January 2, 2020
Only What Matters in Health Information Policy
Happy New Year! You may have read the many 2019 accomplishment lists and predictions for 2020. A few things to note:
Some say “big talk, little progress” on interoperability, but Neal Khosla notes in an interesting article that policy changes can drive massive change in the digital health arena.
Health care consumerism is expected to grow as consumers and software developers gain more access to information and payers make more consumer-focused decisions.
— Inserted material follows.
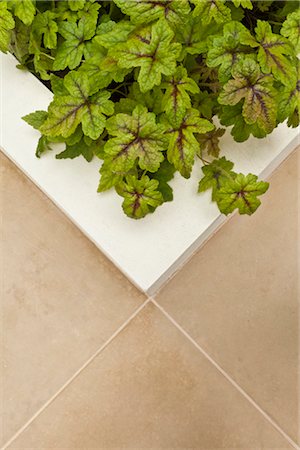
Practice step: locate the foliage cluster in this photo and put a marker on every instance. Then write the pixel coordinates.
(146, 86)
And, of course, there were multiple predictions about how tech companies will keep moving into the health care space with varying levels of success, here, here, here, here, and here, including a nice list of the digital health mergers in 2019 that included Alphabet, Amazon and Apple buying digital health startups.
One Thoughtful Paragraph
California’s new Consumer Privacy Act (“CCPA”) just went into effect, so Californians can celebrate the new year by exercising their right to request that companies delete their personal information and /or refrain from selling it. “Personal information” is very broadly defined and whether the CCPA or HIPAA governs health information in California is going to take more than a few lawyers to figure out. Indeed, entities that handle health data in California may need to comply with three privacy laws: CCPA, HIPAA, and the CA Confidentiality of Medical Information Act. Just these three have overlapping jurisdiction and non-aligned definitions. Several other states are poised to enact their own broad consumer privacy laws. How will multi-state businesses and consumers who occasionally leave their state figure out which laws apply and to what data? Congress is considering multiple proposals too -- general federal privacy laws and others that seek to protect health data that is not covered by HIPAA protections. Will a new federal privacy law help or further confuse things? And remember back in 2018 when the Office of Civil Rights issued an RFI about how to update HIPAA? Since that RFI, there have been multiple requests for comment in proposed rules asking basically the same thing -- how can we make HIPAA work in a mobile app world where so many companies create, store, analyze, and sell health care information? They may have asked: “How do you catch a wave and pin it down?” (Sound of Music reference -- holiday hazard.)